# Parboiled rye bread from Latvia, Recipe?



## Dutch 106 (Feb 12, 2008)

Hi Guys,
I've always heard of the black rye bread of the Russian peasants, there staff of life. it was supposed to black and very dense.
Well today I was in the European market in a nearby town. Ceylon black tea $5.95 for 500 Grams (1.1 lbs for the metric challenged) lovely stuff all in itself.
but I digress.
There in a cooler was a very dark loaf kinda small low curved loaf then I picked it up its 2 pounds, at 3.99 I'd started to pass as it was a small looking loaf. just 11, 12 inches long and 4-5 inches wide maybe 3 tall. but two pounds this sounded like it was what I had heard of.
Then in reading the label.

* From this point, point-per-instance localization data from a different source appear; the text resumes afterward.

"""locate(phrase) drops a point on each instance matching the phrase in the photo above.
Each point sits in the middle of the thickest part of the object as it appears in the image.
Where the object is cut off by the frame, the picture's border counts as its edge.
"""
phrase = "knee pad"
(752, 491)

I saw it was made in Latvia and had no preservatives, and contained only fine rye flour,water ,malt syrup, caraway seeds, sugar, salt, bran. no added oil? at all is rye oily enough on its own?
Its as you suspected very dense very dark brown loaf with a soft crust. and wonderful mouth feel. Its a rather sweet bread. Very pleasant with just butter on it. The caraway seed isn't in the front but definitely there.
Soo my question anyone got a family recipe for this bread why would they call it parboiled? or even one for real Russian black bread?
Thanks for any help!
Dutch
I'll post this down were I normally hang out with the tin foil hat folks as this would be great survival or just trail food. If its not a heck of a lot more work than regular bread.


----------



## Jeff54321 (Jan 26, 2005)

Any bread made from 100% rye _must_ be made with wild yeast (sourdough). As for the parboiled aspect I would guess that it refers to rye flour that was soaked in boiling water also known as rye mash. If you are an experienced bread baker you can make this bread. Having someone show you how would be the best way. If you have baked only with wheat and not rye then you face a sizable learning curve as rye is an entirely different grain than wheat and requires a whole different set of rules for baking.


----------